In many ways, FabFi can be seen as a valiant attempt to overcome many of these huge obstacles in an effort to bring the resources available on the Internet to people in desperate need. It is this spirit that encouraged the Fablab Jalalabad team to keep the technology open to the public. Indeed, community members who used the FabFi network received training and experience with the system for a month, after which they were given control and maintenance of it. In a short space of time, many locations began to join the initial nodes, which helped to expand the network. Jalalabad now has 45 remote FabFi nodes. The longest link in the network, was one of the first and covers a distance of 6km.
Nobody needs permission to add a node to the network. You simply build the node equipment and point it in the right direction. What is even more astounding is that building an endpoint node can cost as little as $60 and all of the materials can be sourced locally.
In fact, after the initial nodes were designed and built, local network users began designing and building their own reflectors out of locally sourced scrap materials, with a total cost of less the $3, so that the biggest cost for a node ends up being the WiFi router. Once connected, you can expect your data throughput to be about 11Mbps. That may not be incredibly fast by most standards, but considering the distances covered using only WiFi links, it’s a remarkable achievement.
A group in Kenya has been replicating the technology and now has 50 remote nodes deployed across three independent sites, with the longest link traversing 3.5km. A connection that hops through 6 of the nodes to connect to the Internet gets data throughput of over 30Mbps. The JoinAfrica group wanted to demonstrate that individuals and local communities could sustainably build, operate and monetise broadband networks on a large scale.

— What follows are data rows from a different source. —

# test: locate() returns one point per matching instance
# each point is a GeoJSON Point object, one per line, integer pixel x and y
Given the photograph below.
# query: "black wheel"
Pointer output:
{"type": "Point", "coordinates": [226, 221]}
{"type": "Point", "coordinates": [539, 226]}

Their system includes user accounting and management utilities, so that users added to the service help to fund its growth and pay the operators for their labour. But it’s not all about money; the JoinAfrica system uses excess paid capacity to provide limited free connectivity as a public service in line with its ‘universal access’ principle.
With all of the code and design available to build FabFi mesh networks I think that this technology is likely to grow quickly and will help people in rural or technically impoverished areas to gain access to the Internet. While some may point out that there are more fundamental problems that need to be solved in many of these areas, I believe that FabFi is a great introduction of open-source innovation to the communities that need it most, and access to the Internet opens up a whole gateway of possibility to improve and enrich these areas using similar open-source technologies.
It would be amazing to see communities in developing countries making use of projects like Open Source Ecology to build everything from Well-drilling rigs to Tractors.